Pierwszy sygnał o problemach w punkcie szczepień w Szpitalu Narodowym dostaliśmy od naszej czytelniczki. - Strasznie długo się stoi, jestem od 40 minut i widać, że dopiero połowa osób weszła do środka - mówi czytelniczka WP. - Biedni, schorowani i starsi ludzie muszą stać z godzinę i dodatkowo nie mają gdzie usiąść. Nie szczepi się terminami, ale miejscem w kolejce - dodaje.
Szpital Narodowy potwierdza, że we wtorek rano doszło do większej niż zwykle kolejki do szczepień. Pojawiły się doniesienia, że nagle dopisano do szczepienia ponad tysiąc osób. - Tu nie doszło do magicznego dopisania w zeszycie, tylko zwiększyliśmy pulę szczepień z dwóch do trzech tysięcy szczepień dziennie. Wszystko odbywa się zgodnie z procedurami, a związane jest ze zwiększonymi dostawami preparatów - tłumaczy w rozmowie z WP Iwona Sołtys, rzeczniczka prasowa Szpitala Narodowego.
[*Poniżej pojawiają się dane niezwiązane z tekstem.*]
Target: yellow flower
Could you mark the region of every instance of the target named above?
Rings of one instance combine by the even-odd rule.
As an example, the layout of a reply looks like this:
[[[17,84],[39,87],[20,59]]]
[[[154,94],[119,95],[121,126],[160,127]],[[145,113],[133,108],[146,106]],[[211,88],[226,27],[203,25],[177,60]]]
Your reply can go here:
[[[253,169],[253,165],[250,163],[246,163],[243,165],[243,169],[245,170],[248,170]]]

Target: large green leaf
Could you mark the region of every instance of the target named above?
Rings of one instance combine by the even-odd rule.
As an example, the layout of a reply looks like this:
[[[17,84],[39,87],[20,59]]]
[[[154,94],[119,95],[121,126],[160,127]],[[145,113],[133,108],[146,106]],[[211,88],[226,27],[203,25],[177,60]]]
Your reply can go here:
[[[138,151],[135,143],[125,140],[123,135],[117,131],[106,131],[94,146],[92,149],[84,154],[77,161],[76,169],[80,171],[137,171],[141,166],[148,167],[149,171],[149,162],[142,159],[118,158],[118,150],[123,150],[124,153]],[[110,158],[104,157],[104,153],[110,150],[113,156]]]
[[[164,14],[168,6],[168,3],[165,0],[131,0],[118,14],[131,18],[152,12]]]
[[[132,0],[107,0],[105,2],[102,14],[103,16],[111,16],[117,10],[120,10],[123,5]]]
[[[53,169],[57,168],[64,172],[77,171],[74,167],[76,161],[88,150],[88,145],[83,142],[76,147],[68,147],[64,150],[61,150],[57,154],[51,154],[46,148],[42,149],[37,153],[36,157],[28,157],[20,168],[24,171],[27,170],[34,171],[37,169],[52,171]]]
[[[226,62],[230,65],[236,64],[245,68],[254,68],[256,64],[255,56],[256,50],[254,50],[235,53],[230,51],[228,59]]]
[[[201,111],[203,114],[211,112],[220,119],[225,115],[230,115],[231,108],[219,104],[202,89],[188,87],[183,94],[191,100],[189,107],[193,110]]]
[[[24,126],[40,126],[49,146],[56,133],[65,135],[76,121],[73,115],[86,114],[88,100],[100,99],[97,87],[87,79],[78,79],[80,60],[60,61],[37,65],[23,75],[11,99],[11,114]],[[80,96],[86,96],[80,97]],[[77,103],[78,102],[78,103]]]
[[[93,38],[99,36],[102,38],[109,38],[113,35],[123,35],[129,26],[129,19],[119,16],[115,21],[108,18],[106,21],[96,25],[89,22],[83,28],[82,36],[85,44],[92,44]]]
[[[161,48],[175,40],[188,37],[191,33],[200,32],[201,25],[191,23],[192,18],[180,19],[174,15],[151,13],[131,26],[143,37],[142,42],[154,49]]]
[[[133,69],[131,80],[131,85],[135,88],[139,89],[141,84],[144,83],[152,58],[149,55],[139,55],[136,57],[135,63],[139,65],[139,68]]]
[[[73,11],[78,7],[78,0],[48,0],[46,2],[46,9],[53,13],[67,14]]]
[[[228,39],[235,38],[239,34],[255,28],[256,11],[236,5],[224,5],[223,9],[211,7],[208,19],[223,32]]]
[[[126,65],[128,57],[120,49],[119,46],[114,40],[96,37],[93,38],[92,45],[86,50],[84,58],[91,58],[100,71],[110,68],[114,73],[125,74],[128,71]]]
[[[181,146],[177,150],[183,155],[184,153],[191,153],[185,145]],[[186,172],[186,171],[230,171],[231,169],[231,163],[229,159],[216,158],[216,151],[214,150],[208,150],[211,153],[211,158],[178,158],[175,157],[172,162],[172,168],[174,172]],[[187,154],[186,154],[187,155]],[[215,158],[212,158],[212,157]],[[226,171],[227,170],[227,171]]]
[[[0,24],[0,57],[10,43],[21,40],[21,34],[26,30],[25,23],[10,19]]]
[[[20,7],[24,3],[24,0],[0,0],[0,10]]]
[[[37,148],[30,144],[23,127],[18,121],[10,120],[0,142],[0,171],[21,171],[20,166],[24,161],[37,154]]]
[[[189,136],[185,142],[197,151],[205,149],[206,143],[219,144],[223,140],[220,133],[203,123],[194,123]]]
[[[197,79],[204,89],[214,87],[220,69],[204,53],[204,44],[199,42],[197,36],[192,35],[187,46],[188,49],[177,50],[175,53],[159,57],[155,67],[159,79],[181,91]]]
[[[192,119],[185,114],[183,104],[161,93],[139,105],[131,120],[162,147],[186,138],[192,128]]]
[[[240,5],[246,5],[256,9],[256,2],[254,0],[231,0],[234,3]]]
- W godzinach rannych przyjechała dość duża grupa na szczepienie. Ale mniej więcej o 2 do 3 godzin za wcześnie. Nie za bardzo chcieli reagować na zwracanie im uwagi przez pracowników szpitala. Pojawiły się postawy roszczeniowe, wulgaryzmy. To dla nas przykra sprawa, ale związana z tym, że każdy chce jak najszybciej się zaszczepić. Nadal chyba pokutuje ta "zasada", że jak przyjdę wcześniej, to szybciej coś dostanę - dodała Sołtys.
Tłumy na Narodowym. "Szczepimy 4 osoby na minutę"
W ostrych słowach wtorkową sytuację skomentował koordynator Szpitala Narodowego. -  Ludzie nie przestrzegają dystansu, tłoczą się, nie słuchają poleceń stewardów. Wchodzą jedna osoba na drugą. Jakby to była kolejka w mięsnym. Ludzie przychodzą nie na swoją godzinę. Przykładowo, mają szczepienie umówione na 12:00, a przychodzą na 8:00 - mówi nam dr n. med. Artur Zaczyński
- Robią się zatory, żeby te zatory udrożnić, część ludzi przepuszczamy. Ale niestety, ludzie napierają, jakby bali się, że dla nich szczepionki zabraknie. A przecież każdy szczepionkę otrzyma. Szczepimy 4 osoby na minutę - dodaje lekarz.
Zaczyński wskazuje, że placówka ma "na składzie" 2000 osób. - Od jutra rana system przyjmowania pacjentów będzie poprawiony. Bo niewielu ludzi dziś respektuje zasady. A to nie jest wejście na mecz - zaznacza koordynator Szpitala Narodowego.